Electronic and chemical properties of mixed-metal oxides: basic principles for the design of DeNO x and DeSO x catalysts

Abstract

Correlations between the electronic and chemical properties of perovskites, molybdates, and metal-doped MgO or CeO 2 are examined. Simple models based on band-orbital mixing can explain trends found for the interaction of these catalytic materials with adsorbates: the less stable the occupied levels of a mixed-metal oxide, the higher its chemical reactivity. Metal↔oxygen↔metal interactions are common in mixed-metal oxides and can lead to substantial changes in the electronic and chemical properties of the cations.
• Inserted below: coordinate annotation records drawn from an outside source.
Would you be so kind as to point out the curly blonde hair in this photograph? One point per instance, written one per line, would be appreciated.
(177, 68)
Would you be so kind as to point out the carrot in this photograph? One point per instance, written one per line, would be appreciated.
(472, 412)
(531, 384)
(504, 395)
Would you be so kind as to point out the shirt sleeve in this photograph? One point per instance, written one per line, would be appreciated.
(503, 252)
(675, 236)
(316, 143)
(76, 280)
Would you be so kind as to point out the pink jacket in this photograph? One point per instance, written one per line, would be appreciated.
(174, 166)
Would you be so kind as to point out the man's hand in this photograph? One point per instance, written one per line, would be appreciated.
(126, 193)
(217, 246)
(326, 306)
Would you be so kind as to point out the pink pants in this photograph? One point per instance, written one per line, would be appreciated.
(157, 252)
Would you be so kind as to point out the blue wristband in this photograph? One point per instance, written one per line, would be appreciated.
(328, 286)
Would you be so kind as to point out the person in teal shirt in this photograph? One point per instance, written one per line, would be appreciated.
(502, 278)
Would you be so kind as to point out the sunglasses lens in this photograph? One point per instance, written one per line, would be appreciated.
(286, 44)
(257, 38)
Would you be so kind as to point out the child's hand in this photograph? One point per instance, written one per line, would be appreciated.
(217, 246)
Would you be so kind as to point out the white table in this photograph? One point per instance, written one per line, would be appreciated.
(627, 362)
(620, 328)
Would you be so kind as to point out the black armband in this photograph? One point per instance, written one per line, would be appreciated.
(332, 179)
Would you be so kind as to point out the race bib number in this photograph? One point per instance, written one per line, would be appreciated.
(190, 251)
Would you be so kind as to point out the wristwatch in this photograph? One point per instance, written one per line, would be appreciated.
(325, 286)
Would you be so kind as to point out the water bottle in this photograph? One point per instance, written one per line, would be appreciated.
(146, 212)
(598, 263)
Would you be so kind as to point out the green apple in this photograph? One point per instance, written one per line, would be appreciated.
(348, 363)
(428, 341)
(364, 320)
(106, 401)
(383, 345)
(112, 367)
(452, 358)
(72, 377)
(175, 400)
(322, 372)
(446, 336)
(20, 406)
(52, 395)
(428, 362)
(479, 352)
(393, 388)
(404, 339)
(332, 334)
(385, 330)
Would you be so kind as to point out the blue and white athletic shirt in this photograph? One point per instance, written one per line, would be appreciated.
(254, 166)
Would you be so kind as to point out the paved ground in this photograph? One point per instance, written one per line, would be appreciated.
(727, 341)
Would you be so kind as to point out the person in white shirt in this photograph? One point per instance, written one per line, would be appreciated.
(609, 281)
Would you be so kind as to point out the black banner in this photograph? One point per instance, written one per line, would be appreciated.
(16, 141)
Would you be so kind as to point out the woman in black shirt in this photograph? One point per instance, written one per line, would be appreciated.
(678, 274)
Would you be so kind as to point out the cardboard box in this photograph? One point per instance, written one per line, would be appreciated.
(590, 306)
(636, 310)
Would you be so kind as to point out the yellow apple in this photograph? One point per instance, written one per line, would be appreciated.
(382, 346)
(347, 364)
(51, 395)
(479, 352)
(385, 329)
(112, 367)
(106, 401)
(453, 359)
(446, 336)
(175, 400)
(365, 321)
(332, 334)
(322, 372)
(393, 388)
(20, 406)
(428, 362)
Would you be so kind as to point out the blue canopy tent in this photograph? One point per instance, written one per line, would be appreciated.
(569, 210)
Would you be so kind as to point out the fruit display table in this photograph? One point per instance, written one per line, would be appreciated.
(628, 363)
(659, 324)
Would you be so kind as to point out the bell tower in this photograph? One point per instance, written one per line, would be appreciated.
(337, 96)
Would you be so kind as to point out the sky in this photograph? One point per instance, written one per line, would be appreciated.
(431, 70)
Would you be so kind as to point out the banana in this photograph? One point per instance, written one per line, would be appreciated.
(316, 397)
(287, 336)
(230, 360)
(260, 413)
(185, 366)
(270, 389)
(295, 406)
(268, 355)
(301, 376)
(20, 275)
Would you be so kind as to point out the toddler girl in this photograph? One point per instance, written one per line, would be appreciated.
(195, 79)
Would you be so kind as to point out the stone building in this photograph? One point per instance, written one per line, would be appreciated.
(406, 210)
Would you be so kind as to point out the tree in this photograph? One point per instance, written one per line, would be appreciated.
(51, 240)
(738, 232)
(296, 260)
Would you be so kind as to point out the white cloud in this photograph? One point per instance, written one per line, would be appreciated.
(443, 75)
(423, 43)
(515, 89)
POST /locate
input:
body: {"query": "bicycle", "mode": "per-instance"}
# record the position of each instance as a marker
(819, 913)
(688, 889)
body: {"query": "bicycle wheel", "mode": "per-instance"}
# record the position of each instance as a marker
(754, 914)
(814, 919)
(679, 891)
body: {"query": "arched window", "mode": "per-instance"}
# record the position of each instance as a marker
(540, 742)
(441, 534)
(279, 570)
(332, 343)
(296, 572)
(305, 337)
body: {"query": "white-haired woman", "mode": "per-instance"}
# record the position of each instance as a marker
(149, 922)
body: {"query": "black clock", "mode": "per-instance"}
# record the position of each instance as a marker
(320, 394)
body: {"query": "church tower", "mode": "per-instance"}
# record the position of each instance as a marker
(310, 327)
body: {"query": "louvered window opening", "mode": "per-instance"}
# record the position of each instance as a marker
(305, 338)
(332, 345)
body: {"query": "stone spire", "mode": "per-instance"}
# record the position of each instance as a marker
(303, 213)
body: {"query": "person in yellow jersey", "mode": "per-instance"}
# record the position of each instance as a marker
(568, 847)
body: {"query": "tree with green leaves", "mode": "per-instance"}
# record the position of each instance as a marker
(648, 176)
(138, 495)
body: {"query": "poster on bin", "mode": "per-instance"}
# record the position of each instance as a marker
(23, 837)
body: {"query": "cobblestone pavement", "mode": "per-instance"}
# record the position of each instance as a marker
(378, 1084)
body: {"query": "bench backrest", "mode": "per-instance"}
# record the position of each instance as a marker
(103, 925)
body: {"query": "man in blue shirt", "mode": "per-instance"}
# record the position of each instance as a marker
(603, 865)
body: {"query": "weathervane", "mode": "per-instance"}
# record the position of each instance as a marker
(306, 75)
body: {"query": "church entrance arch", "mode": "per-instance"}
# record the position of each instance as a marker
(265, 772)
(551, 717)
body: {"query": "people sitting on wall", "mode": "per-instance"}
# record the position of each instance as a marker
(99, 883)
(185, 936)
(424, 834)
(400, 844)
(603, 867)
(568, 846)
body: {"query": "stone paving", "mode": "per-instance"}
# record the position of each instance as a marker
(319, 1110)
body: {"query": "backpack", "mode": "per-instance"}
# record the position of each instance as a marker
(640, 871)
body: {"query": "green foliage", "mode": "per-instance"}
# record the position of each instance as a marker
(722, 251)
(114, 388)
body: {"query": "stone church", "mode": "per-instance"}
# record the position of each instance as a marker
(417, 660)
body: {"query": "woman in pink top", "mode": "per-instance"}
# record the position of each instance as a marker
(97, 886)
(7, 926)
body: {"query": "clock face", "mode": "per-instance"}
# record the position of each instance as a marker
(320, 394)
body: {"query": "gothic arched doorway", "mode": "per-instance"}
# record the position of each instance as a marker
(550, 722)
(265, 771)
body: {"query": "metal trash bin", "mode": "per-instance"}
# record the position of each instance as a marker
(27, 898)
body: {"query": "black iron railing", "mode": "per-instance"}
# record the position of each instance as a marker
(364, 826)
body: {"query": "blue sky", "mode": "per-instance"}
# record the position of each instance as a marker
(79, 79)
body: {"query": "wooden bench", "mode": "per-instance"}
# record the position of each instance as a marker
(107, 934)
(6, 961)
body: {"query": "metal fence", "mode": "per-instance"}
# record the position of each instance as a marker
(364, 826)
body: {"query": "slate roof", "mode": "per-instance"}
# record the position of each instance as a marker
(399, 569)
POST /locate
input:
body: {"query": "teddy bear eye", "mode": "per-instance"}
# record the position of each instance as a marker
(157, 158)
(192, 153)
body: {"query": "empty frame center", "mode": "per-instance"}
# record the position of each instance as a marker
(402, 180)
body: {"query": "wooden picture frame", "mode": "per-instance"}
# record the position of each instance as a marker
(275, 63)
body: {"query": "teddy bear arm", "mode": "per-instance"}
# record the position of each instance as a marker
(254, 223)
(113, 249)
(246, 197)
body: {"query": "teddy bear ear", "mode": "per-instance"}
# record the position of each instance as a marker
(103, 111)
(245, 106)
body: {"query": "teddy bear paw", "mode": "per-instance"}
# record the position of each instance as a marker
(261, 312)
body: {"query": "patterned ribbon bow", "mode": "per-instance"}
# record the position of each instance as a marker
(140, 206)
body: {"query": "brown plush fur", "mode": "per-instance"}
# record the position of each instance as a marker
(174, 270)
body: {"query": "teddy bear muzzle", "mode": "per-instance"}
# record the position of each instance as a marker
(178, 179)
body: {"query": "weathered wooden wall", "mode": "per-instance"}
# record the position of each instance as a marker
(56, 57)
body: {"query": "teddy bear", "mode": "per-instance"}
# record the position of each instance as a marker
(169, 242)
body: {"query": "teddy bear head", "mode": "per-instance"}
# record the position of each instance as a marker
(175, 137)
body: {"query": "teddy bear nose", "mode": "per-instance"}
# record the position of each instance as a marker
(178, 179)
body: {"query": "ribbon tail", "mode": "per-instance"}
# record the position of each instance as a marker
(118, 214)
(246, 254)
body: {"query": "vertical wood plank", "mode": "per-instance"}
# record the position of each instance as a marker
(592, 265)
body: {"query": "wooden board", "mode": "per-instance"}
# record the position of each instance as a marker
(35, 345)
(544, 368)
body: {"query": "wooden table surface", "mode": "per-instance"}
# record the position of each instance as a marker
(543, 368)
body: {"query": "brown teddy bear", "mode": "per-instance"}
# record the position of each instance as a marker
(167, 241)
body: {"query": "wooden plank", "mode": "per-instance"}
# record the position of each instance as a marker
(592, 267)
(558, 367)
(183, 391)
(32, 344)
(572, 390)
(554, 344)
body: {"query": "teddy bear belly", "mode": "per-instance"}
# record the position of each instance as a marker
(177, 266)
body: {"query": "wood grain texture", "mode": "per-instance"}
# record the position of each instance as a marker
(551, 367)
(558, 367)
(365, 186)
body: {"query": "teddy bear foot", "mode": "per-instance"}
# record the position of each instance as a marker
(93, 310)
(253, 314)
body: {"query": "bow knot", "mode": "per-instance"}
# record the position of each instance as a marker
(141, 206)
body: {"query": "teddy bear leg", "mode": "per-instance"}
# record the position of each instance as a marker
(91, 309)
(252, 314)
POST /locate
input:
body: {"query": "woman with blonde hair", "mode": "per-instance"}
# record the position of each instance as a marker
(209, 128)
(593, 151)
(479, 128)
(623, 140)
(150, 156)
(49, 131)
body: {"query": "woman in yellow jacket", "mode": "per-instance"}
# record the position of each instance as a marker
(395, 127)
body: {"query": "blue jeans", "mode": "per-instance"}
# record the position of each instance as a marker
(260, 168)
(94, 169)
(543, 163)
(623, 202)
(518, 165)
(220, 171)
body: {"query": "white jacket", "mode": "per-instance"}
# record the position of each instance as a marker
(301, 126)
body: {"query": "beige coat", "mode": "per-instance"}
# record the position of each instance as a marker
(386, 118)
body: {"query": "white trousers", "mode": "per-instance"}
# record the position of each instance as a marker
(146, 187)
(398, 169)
This is particularly true in the case of ABO 3 perovskites (A=Pb, Ca, Sr, Li, K, Na; B=Ti, Zr, Nb), and it is an important phenomenon that has to be considered when mixing AO and BO 2 oxides for catalytic applications. In systems like Ce 1− x Zr x O 2 and Ce 1− x Ca x O 2, the structural stress induced by the dopant (Zr or Ca) leads to perturbations in the electronic properties of the Ce cations. The trends in the behavior of metal-doped MgO illustrate a basic principle in the design of mixed-metal oxide catalysts for DeNO x and DeSO x operations. The general idea is to find metal dopants that upon hybridization within an oxide matrix remain in a relatively low oxidation state and at the same time induce occupied electronic states located well above the valence band of the host oxide. Electronic effects should not be neglected a priori when explaining the behavior or dealing with the design of mixed-metal oxide catalysts.